Tenemos un gobierno y un sistema educativo perverso donde el MINED muestra que las escuelas están en excelente condiciones, dando uniformes, zapatos y útiles escolares cuando todo es parte de un circo romano porque no existe en ello la calidad ni la infraestructura adecuada. Por otra parte, dicen que la Universidad de El Salvador está en perfectas condiciones cuando jamás se le ha aumentado el presupuesto como debe ser. Entonces, sacar adelante a un niño o joven con dificultades se convierte en un estorbo y no un desafío. Para el Estado, la cultura, las aptitudes artísticas y sobre todo las instituciones de educación pública no valen nada.

Este modelo funciona sobre la base de la competencia entre escuelas y universidades por conseguir alumnos y recursos, rindiendo cuentas por resultados (puntajes) en un sistema de medición estandarizado como la PAES, cuyo resultado es la desigualdad de oportunidades, en particular, para los más desposeídos. En estas condiciones, la competencia entre escuelas, universidades y el montaje de diversos negocios, se han constituido en el mecanismo para el diseño del sistema educativo nacional.

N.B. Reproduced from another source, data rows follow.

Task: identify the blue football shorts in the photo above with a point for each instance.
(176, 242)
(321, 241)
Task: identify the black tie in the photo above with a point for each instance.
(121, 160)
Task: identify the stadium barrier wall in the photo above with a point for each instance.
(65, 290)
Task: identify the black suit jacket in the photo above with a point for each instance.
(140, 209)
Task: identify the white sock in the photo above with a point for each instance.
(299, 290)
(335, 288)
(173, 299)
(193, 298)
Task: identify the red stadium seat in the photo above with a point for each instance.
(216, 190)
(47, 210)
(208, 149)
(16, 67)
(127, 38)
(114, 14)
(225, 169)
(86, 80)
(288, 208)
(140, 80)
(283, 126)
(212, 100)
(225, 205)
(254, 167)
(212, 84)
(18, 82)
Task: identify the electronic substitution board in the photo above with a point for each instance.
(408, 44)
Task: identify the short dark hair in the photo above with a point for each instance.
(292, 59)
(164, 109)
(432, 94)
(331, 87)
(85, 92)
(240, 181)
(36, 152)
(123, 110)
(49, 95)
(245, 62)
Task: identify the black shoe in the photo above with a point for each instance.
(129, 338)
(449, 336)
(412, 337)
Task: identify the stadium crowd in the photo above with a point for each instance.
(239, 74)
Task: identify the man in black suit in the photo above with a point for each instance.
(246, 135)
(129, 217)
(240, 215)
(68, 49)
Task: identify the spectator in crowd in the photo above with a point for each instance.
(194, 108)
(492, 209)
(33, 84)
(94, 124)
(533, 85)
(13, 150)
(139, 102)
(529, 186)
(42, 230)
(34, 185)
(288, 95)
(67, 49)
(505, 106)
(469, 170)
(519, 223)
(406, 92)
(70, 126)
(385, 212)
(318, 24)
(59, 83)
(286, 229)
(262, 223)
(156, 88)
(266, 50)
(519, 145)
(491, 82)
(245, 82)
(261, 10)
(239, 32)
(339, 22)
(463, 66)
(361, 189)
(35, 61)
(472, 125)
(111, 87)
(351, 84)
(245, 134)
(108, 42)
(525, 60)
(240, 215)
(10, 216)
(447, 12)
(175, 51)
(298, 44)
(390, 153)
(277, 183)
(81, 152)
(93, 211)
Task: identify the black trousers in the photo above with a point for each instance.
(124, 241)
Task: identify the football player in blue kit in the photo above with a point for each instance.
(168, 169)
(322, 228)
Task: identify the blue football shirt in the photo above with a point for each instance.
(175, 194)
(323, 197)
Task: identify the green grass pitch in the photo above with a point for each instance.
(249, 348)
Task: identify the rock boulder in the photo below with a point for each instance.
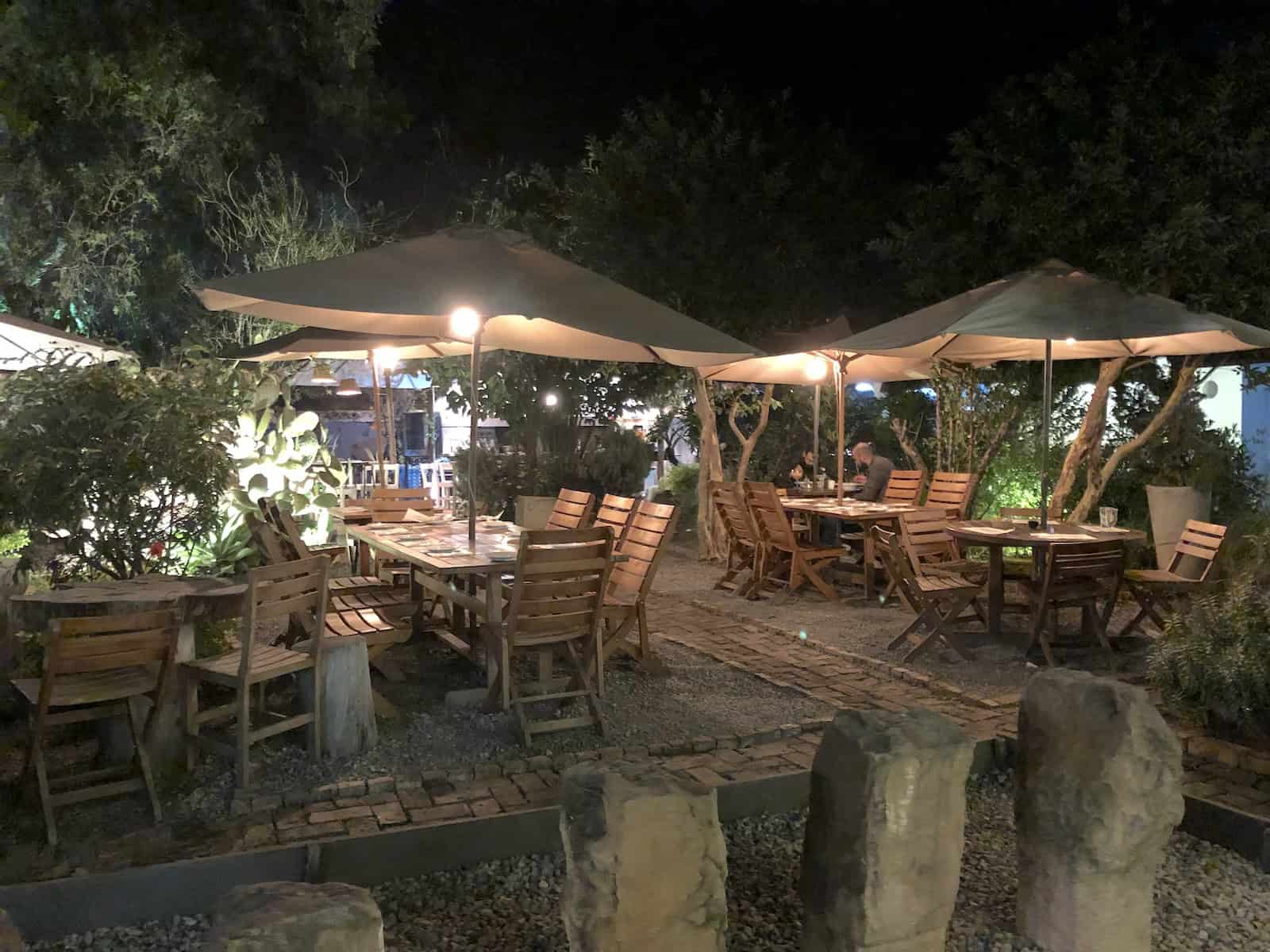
(296, 917)
(645, 861)
(886, 829)
(1099, 791)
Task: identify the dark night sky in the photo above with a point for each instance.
(529, 80)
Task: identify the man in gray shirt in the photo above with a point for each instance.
(879, 473)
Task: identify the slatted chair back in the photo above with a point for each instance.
(950, 492)
(560, 582)
(294, 589)
(770, 517)
(103, 644)
(729, 501)
(572, 509)
(903, 488)
(926, 539)
(393, 505)
(1197, 550)
(652, 527)
(615, 512)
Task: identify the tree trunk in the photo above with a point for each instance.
(908, 444)
(990, 454)
(1089, 436)
(747, 443)
(1099, 476)
(709, 532)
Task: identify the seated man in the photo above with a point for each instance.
(879, 473)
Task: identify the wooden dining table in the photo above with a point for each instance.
(1000, 535)
(865, 514)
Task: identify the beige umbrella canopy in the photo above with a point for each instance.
(29, 344)
(1054, 313)
(489, 286)
(814, 357)
(529, 300)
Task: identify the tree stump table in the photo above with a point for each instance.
(192, 598)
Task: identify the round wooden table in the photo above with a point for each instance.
(192, 598)
(1020, 536)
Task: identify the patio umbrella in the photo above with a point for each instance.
(29, 344)
(487, 286)
(810, 357)
(1022, 317)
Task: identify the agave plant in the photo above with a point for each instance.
(283, 456)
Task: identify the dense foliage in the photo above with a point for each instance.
(124, 467)
(1213, 659)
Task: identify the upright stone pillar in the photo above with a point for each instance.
(645, 861)
(882, 857)
(1099, 793)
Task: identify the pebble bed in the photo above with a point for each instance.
(1206, 898)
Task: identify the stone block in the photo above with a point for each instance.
(886, 829)
(347, 708)
(1099, 791)
(645, 861)
(10, 939)
(296, 917)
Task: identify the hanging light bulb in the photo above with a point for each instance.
(321, 376)
(464, 323)
(387, 357)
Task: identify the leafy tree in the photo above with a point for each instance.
(728, 213)
(116, 117)
(124, 466)
(1130, 162)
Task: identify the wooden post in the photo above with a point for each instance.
(842, 422)
(379, 419)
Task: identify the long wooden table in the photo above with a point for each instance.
(865, 514)
(999, 535)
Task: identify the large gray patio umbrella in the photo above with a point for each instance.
(812, 355)
(1054, 313)
(486, 286)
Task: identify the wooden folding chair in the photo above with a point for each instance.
(783, 558)
(937, 600)
(743, 546)
(375, 615)
(292, 589)
(556, 606)
(903, 488)
(93, 670)
(572, 509)
(652, 527)
(1076, 575)
(950, 492)
(931, 550)
(615, 512)
(1156, 589)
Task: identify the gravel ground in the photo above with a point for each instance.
(1206, 899)
(855, 625)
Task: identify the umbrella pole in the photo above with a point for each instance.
(471, 447)
(842, 424)
(816, 435)
(379, 435)
(1047, 400)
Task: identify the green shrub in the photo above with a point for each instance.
(681, 484)
(1213, 660)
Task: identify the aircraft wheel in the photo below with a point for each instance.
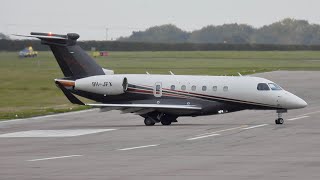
(166, 122)
(279, 121)
(149, 121)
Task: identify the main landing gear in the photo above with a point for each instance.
(165, 119)
(280, 120)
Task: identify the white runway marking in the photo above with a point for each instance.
(54, 133)
(58, 157)
(138, 147)
(310, 113)
(251, 127)
(200, 137)
(293, 119)
(47, 116)
(222, 130)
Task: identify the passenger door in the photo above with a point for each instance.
(157, 89)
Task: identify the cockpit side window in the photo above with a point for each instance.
(274, 86)
(263, 87)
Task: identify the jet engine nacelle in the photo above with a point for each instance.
(103, 84)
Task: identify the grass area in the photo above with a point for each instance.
(27, 87)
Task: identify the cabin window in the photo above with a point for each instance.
(274, 86)
(225, 88)
(263, 87)
(214, 88)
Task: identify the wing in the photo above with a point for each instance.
(145, 108)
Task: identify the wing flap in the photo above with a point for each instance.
(147, 106)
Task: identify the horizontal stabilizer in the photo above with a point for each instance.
(42, 36)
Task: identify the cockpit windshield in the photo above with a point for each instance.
(263, 87)
(274, 86)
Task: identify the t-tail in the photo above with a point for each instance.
(74, 62)
(76, 65)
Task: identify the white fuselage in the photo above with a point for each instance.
(233, 88)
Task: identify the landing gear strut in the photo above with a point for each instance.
(165, 119)
(280, 120)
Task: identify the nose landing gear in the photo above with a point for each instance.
(280, 120)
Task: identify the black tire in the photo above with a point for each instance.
(149, 122)
(166, 122)
(281, 121)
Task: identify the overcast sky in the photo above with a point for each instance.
(90, 18)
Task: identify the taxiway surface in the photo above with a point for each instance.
(110, 145)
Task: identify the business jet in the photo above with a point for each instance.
(161, 98)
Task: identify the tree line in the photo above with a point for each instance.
(285, 32)
(17, 45)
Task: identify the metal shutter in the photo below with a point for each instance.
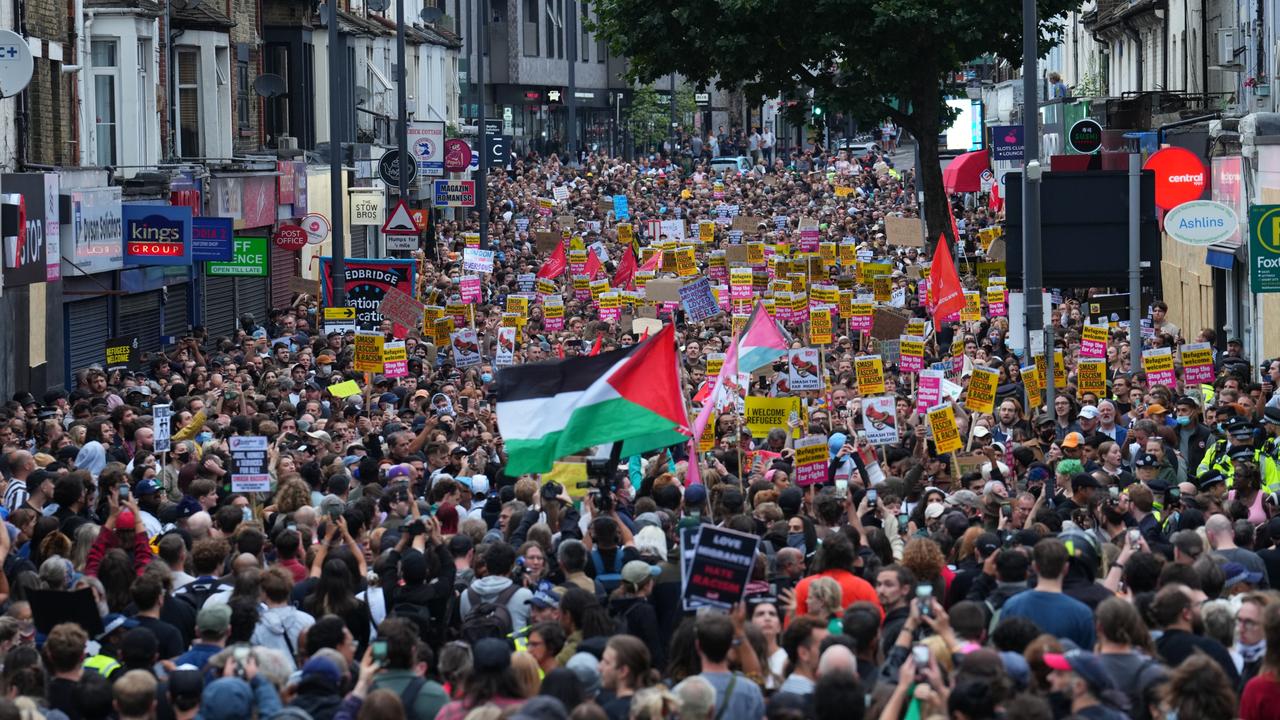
(176, 309)
(252, 295)
(220, 305)
(138, 315)
(88, 327)
(283, 269)
(357, 244)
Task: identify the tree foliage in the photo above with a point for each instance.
(876, 59)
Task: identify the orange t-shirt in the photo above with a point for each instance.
(853, 589)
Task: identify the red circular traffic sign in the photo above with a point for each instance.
(1180, 177)
(457, 155)
(291, 237)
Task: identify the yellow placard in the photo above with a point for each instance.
(982, 391)
(344, 388)
(763, 414)
(882, 287)
(1091, 376)
(869, 370)
(369, 352)
(819, 326)
(946, 434)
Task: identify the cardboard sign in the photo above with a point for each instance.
(880, 419)
(122, 354)
(869, 370)
(401, 308)
(804, 374)
(982, 391)
(506, 352)
(466, 347)
(910, 354)
(721, 566)
(1197, 364)
(946, 433)
(810, 460)
(1159, 365)
(248, 456)
(904, 232)
(1093, 341)
(763, 414)
(394, 359)
(369, 352)
(1091, 376)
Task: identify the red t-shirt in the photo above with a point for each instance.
(1261, 698)
(853, 589)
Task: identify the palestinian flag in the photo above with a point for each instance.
(548, 410)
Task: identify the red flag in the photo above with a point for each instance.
(593, 265)
(554, 265)
(946, 291)
(653, 261)
(625, 276)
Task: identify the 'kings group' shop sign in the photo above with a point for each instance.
(156, 235)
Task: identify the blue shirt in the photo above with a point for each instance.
(1059, 615)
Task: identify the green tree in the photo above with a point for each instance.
(649, 118)
(896, 59)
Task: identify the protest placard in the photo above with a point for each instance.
(248, 456)
(880, 419)
(819, 326)
(369, 352)
(720, 568)
(1159, 365)
(1091, 376)
(982, 391)
(804, 369)
(946, 433)
(699, 301)
(506, 352)
(929, 392)
(763, 414)
(810, 460)
(1197, 364)
(869, 370)
(466, 347)
(1093, 341)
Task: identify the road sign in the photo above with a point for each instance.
(291, 237)
(457, 155)
(388, 169)
(16, 63)
(316, 227)
(455, 194)
(400, 222)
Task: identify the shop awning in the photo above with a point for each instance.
(964, 173)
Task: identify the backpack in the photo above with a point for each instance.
(488, 619)
(611, 580)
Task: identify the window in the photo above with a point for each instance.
(243, 96)
(105, 96)
(529, 28)
(188, 103)
(277, 62)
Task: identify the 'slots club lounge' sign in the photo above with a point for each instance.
(156, 235)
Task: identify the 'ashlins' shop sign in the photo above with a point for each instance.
(156, 235)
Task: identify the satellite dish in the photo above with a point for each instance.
(269, 85)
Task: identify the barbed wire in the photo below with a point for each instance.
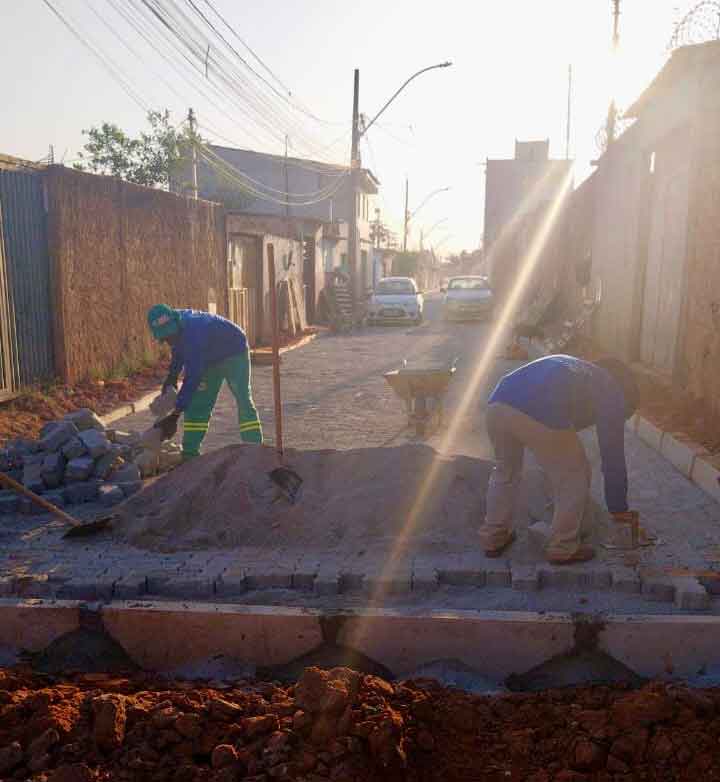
(699, 25)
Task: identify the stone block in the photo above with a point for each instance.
(110, 495)
(129, 439)
(525, 578)
(231, 582)
(85, 420)
(268, 577)
(498, 575)
(351, 581)
(96, 443)
(424, 576)
(327, 581)
(128, 487)
(680, 454)
(85, 491)
(163, 403)
(105, 465)
(130, 586)
(32, 477)
(53, 470)
(79, 469)
(151, 439)
(658, 589)
(9, 502)
(169, 460)
(184, 587)
(650, 434)
(73, 449)
(690, 594)
(58, 436)
(56, 497)
(707, 476)
(539, 535)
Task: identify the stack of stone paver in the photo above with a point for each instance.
(77, 459)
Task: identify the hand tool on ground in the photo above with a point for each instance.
(77, 528)
(287, 480)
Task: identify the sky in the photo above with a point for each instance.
(508, 80)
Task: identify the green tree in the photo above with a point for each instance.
(155, 158)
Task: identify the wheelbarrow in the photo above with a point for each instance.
(422, 387)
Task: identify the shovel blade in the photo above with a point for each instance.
(288, 481)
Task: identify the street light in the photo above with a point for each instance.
(409, 216)
(355, 163)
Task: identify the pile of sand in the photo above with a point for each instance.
(225, 499)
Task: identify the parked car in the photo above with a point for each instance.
(467, 298)
(396, 300)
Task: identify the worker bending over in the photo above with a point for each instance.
(209, 349)
(542, 406)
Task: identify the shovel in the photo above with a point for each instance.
(77, 528)
(287, 480)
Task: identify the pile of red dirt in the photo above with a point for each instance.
(341, 725)
(24, 416)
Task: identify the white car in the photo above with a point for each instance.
(396, 300)
(467, 298)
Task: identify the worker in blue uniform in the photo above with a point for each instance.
(542, 406)
(209, 350)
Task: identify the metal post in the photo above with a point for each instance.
(407, 215)
(354, 176)
(193, 141)
(275, 350)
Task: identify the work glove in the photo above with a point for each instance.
(626, 517)
(168, 425)
(169, 383)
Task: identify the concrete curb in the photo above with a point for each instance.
(687, 591)
(123, 411)
(168, 636)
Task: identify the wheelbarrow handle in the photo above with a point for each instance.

Quiero dejarles un pensamiento sobre el lucro en las universidades privadas. El promedio de los sueldos en El Salvador es de 240 dólares y la mensualidad de cualquier universidad ronda entre los 65 y 80 dólares. ¡Mal! Algo anda muy mal. Si tenemos las universidades más caras, ninguna está dentro de las mejores de Latinoamérica y ninguna es de calidad ¡Ninguna!.Hay que devolverles la dignidad a los estudiantes y profesores. El Salvador debe tener educación pública gratuita o privada pero de calidad. 

Por su parte, la educación superior tanto pública como privada y el desarrollo de la ciencia y tecnología en El Salvador, incluyendo los procesos de innovación tecnológica, se sitúan en un nivel de gran precariedad en relación con los estándares internacionales y sobre todo en relación con las urgentes necesidades de un desarrollo sustentable e integrado para nuestro país. La educación superior en El Salvador ha tenido una tendencia declinante desde el punto de vista del gasto público dentro del PIB. Esta situación es particularmente crítica si consideramos que la independencia de los países estará cada vez más basada en el desarrollo de la ciencia y de la tecnología.

Para avanzar hacia una sociedad más moderna, independiente, democrática e inclusiva, es necesario contar con un cambio en el sistema de educación que garantice que el Estado abandone su rol subsidiario y asuma el liderazgo activo para llevar a cabo una verdadera reforma de la educación.

Se trata de sistemática, modificando la actual institucionalidad educacional salvadoreña, y apoyándose en ejes fundamentales como rescate y fortalecimiento de la educación pública en todos sus niveles, para garantizar el derecho a la educación pública, gratuita y de calidad y la construcción de una sociedad más democrática, así como una reforma curricular y pedagógica de acuerdo a los fines de la educación. Orientar la educación a la formación, no de capital humano sino de personas, y siguiendo el principio de que menos es más: menos contenidos y más aprendizajes. Por último, algo muy importante: el fortalecimiento de la profesión docente, es decir, trabajar con los docentes y no contra ellos.

Debemos exigir al Estado que debe cambiar el rol que juega en educación, modificando las bases del actual sistema, una transformación estructural del Ministerio de Educación, y, consecuentemente, una reorientación de la política de educación, no solo pública sino también privada en todos los niveles.

Luchemos por tener una educación pública gratuita o privada donde ambas sean verdaderamente de calidad.